My friend is working on her latest book. She has published several. Advising others on their writing, she found that they assumed the reader knew too much. You need to guide the reader from the beginning. Writing, she finds that she needs to check herself: she lives with certain ideas, and moves on from them; so she might lose her readers. Don’t tell your conclusions without your premises.
That’s one of the advantages of the internet. We can go into our hugboxes, where we agree, generally, and one word can allude to many complex ideas we have thrashed out together. Like “hugbox”, an internet forum where all agree, where conformity is rewarded with agreement and extremism may fester. WordPress is not quite like that, but readers may return to my blog when they share my understanding.
And, she says, the life is in the writing when she is developing ideas as she writes; she has provided a synopsis for the publisher, but finds her ideas firming and changing, her arguments strengthening, new words and modes of expression coming to her. She balances writing that with what was promised.
(I did not take notes at the time. I had had two glasses of wine. Her ideas are filtered through my understanding and expression.)
I was low on Wednesday. On Thursday I was energised with a task: I had an article to write. It is a response to one in a magazine far above my league. I have emailed it to that magazine. They don’t bother with rejection letters:
We welcome submissions from journalists and others and will get in touch if we are able to use your piece. Unfortunately, due to the high amount of correspondence we receive, we are not able to respond to all submissions individually.
They might glance at a sentence or two of it. Unless it immediately grabs the attention of probably a fairly lowly employee, it has little chance of proper consideration. There is a great deal of luck in this. There are no submission guidelines on their website, so I did a brief cover saying “I write for The Friend, the Quaker magazine”. It is my best boast, writing so far.
After I emailed it- I wanted a quick response- I read it again and found I had not sufficiently explained the links to the article I was responding to. It is not a free-standing article on the matter, but a response.
It is gone. There are other things I can write, which may mean I have to make less effort here.
A man who had succeeded in angling competitions said he sometimes walked around the lake and showed the anglers their mistakes. He would tell them how to hold the rod, etc, and their technique would improve; then he would see them a week later, all their previous mistakes restored. I read wonderful articles on maintaining a relationship- communication is important, apparently- from men several times divorced and currently single. Seeing you are not taking the Good Advice is a first step.

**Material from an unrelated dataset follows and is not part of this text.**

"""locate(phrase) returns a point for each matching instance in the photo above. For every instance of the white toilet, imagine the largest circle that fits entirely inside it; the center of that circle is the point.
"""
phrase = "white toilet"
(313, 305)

My generous published writer friend had a look at my piece, and said I should use more interesting verbs and less careful, lawyerly exactitude. Oh dear, could I be seen as pedantic? I have to sit with that for a time if I am to learn from it.
There is a danger, when writing and submitting that we take others’ comments too much to heart. We each have our voices, and I, for one, very much value the clarity and exactitude of your expression, in a world where, increasingly, people write ‘for grabs’. It’s just that, in the mill of life, and especially in (most) journalist circles, exactitude gets a little lost in the business of publishing.
All power to your elbow.
Fran (((XXX)))
LikeLike
I wanted to take the suggestion of lawyerliness to head rather than to heart, because people have consistently seen me as pedantic since childhood. I always take criticism as well-intentioned and in good faith unless there is strong evidence to the contrary, and while I don’t always follow it I am interested in my friend’s saying we should guide the reader through the argument and assume nothing, because I instantly assumed in my own writing only four days later.
I so want to get the precise idea over! And feelings are precise, and can be conveyed with precision! Yet in the lawyers’ phrase, “I hear what you say”.